3.2 Volgens het bepaalde in artikel 56 lid 1 sub a van de Advocatenwet kan de klager hoger beroep instellen indien zijn klacht geheel of ten dele ongegrond is verklaard. Omdat klager slechts in beroep komt tegen de beslissing van de raad voor zover de klacht deels gegrond is verklaard is hij niet-ontvankelijk in dit beroep. Dit is niet anders nu klager beoogt op te komen tegen de door de raad opgelegde maatregel (met als doel het verkrijgen van een schadevergoeding), zie ook HvD 26 juni 2017, 170004, ECLI:NL:TAHVD:2017:127 (overweging 5.1.2) en HvD 6 september 2013, 6560, ECLI:NL:TAHVD:2013:226.

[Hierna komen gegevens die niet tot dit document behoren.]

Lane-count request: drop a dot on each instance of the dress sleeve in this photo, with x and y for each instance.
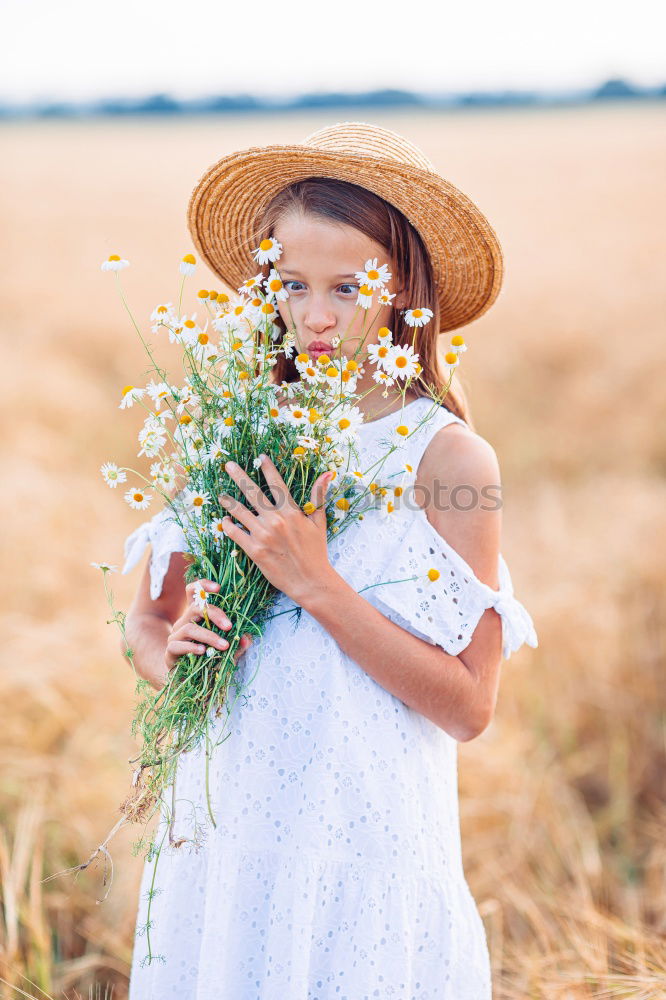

3.3 Het hof voegt hier nog aan toe dat het oordeel van de raad dat verweerster heeft gehandeld in strijd met de voor de advocatuur geldende normen en regels niet zonder meer als gevolg heeft dat zij ook aansprakelijk is voor mogelijke door klager geleden schade. Het is niet aan de tuchtrechter maar aan de civiele rechter om te beoordelen of sprake is van een tekortkoming die klager recht geeft op een vergoeding en zo ja, tot welk bedrag.
BESLISSING
Het Hof van Discipline:
- verklaart klager niet-ontvankelijk in zijn hoger beroep tegen de beslissing van de Raad van Discipline in het ressort ’s-Hertogenbosch van 16 december 2019 in de zaak met nummer 19-433/DB/LI.
Aldus gewezen door mr. T. Zuidema, voorzitter, mrs. T.E. van der Spoel en L.H. Rammeloo, leden, in tegenwoordigheid van mr. N.A.M. Sinjorgo, griffier, en in het openbaar uitgesproken op 10 juli 2020.
griffier voorzitter
De beslissing is verzonden op 10 juli 2020.